The tanagers who weren’t tanagers
The Piranga species look like tanagers, were classified as tanagers for most of ornithological history, and turned out by molecular evidence to belong in Cardinalidae. Cornell’s Birds of the World attributes the reclassification to DNA analyses showing Piranga species are more closely related to grosbeaks and buntings than to any true tanager. The Scarlet Tanager (Piranga olivacea), Summer Tanager (Piranga rubra), and Western Tanager (Piranga ludoviciana) are all cardinal family members. Their bills are thinner than a grosbeak’s. The family absorbed them on the basis of ancestry, not looks.
What the name conceals
Cornell’s Birds of the World notes that membership in Cardinalidae is not easily defined by any single physical feature. Cornell’s data shows roughly 82% of species at least concern status overall, though the Painted Bunting’s trapping pressure and the Dickcissel’s situation are real concerns that the aggregate figure obscures - wintering flocks of the Dickcissel (Spiza americana) in the Venezuelan llanos, which can number in the millions, have been sprayed with pesticides since the 1960s to protect grain crops. A species that breeds quietly in Kansas hayfields is simultaneously one of the most heavily persecuted concentrations of birds in the Western Hemisphere.

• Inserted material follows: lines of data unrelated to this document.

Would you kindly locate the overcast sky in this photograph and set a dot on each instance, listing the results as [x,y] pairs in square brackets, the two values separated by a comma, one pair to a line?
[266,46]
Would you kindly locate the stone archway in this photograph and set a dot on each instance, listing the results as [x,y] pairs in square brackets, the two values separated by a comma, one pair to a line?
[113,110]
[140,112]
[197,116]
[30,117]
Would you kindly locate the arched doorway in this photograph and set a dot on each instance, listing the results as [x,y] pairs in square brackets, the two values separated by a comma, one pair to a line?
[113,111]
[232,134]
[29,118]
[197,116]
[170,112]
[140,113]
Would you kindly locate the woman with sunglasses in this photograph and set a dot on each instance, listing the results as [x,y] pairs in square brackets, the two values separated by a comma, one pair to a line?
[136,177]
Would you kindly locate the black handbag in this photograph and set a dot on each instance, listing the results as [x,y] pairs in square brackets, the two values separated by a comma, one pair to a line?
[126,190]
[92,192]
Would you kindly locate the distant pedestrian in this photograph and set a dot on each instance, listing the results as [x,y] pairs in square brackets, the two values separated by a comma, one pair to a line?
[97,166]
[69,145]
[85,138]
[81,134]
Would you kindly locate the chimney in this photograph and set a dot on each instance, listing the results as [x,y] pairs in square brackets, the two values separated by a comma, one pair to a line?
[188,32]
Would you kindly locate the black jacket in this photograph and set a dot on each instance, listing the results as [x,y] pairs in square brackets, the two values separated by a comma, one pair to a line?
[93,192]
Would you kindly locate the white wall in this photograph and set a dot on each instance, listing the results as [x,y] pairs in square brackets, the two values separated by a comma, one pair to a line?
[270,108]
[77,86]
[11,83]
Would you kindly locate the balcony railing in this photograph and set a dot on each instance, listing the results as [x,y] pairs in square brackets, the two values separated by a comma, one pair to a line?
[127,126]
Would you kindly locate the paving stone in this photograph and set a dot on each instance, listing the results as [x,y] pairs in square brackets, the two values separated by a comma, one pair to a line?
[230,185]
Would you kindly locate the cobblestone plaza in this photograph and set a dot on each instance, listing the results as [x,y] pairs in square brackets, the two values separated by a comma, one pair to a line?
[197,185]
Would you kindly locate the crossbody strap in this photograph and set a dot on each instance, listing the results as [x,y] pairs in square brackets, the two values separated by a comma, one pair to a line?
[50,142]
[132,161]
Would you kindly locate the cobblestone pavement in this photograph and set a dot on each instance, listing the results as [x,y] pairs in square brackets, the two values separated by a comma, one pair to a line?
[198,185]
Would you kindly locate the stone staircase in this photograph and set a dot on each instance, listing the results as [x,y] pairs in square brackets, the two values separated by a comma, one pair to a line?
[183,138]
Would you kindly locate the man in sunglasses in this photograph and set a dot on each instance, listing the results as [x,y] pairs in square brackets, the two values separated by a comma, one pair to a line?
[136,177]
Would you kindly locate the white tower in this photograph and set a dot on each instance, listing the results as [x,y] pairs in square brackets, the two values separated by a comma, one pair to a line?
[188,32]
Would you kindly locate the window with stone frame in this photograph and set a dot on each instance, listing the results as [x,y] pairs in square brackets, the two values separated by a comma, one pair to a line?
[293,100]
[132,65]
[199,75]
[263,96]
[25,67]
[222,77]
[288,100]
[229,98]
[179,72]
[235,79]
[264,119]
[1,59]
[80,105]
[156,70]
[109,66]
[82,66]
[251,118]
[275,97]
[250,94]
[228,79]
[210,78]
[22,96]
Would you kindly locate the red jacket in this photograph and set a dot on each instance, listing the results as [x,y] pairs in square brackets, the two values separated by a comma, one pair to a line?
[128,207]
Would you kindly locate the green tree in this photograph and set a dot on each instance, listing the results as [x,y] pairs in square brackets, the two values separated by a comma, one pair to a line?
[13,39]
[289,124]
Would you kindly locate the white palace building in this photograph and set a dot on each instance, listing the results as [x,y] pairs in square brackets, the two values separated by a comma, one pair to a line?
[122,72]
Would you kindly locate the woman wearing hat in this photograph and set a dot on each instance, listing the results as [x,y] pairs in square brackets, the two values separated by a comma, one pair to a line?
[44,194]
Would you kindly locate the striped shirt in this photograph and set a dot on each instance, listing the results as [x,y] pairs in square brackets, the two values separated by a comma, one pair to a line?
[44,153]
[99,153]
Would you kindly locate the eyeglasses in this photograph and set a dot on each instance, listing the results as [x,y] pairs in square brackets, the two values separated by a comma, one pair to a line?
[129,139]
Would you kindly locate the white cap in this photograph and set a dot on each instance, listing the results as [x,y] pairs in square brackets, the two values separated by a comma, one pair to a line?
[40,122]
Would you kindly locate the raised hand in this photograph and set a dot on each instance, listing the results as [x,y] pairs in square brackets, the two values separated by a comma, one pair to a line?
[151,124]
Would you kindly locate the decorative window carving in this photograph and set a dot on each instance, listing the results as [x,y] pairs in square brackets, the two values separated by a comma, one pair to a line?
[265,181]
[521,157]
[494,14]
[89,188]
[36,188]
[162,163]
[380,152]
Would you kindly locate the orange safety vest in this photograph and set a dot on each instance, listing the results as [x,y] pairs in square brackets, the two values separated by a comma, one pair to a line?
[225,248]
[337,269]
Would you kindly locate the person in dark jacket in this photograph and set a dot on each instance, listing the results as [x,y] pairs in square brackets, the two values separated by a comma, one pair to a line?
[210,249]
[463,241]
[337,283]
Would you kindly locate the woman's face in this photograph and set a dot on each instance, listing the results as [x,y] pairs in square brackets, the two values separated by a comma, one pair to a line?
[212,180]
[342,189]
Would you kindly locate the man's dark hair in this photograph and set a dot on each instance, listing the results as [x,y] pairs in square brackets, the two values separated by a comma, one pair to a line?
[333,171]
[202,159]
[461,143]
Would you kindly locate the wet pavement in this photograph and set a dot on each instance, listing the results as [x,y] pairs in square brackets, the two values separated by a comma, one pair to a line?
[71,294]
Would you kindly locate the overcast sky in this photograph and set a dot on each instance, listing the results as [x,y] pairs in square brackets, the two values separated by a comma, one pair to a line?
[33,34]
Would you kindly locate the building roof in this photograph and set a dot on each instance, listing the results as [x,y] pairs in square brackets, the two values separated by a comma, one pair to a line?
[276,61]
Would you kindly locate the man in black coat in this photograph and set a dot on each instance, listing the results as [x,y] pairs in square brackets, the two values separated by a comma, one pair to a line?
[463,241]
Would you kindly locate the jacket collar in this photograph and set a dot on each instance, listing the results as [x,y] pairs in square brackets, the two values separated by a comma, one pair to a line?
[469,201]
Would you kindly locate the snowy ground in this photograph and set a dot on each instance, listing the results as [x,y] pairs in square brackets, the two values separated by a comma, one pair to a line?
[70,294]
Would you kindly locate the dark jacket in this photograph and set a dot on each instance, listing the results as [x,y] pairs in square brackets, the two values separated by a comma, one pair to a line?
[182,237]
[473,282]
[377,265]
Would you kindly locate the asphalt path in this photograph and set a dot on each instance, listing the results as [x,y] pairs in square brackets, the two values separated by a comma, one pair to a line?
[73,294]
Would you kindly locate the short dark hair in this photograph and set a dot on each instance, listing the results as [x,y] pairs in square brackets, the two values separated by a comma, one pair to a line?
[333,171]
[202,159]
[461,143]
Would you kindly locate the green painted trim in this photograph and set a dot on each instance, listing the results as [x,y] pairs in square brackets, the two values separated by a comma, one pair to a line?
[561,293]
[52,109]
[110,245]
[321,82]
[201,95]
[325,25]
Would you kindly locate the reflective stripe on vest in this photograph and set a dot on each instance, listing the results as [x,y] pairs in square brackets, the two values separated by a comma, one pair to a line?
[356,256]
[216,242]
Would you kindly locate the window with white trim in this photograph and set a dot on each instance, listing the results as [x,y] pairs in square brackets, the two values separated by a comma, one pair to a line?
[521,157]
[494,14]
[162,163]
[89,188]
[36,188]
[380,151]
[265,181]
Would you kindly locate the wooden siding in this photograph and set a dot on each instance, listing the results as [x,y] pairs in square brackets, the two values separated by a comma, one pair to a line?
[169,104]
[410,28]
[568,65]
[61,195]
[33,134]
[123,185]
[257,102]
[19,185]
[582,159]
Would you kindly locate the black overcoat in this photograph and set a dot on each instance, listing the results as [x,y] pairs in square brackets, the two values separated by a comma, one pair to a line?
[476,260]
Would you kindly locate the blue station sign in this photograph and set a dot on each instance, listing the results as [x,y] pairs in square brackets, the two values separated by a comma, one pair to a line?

The Northern Cardinal is, within its own family, an atypical member: resident, non-migratory, conspicuously coloured, and confined to a small genus. The white cardinals occasionally seen at feeders are leucistic individuals of this same species. The birds around it - the buntings with their structural colour, the tanagers rerouted here by DNA, the Dickcissel pressing south toward Venezuela - carry the same family name under considerably stranger circumstances.
The family is not named after its most representative member. It is named after its most famous one. The rest have been carrying the borrowed name ever since.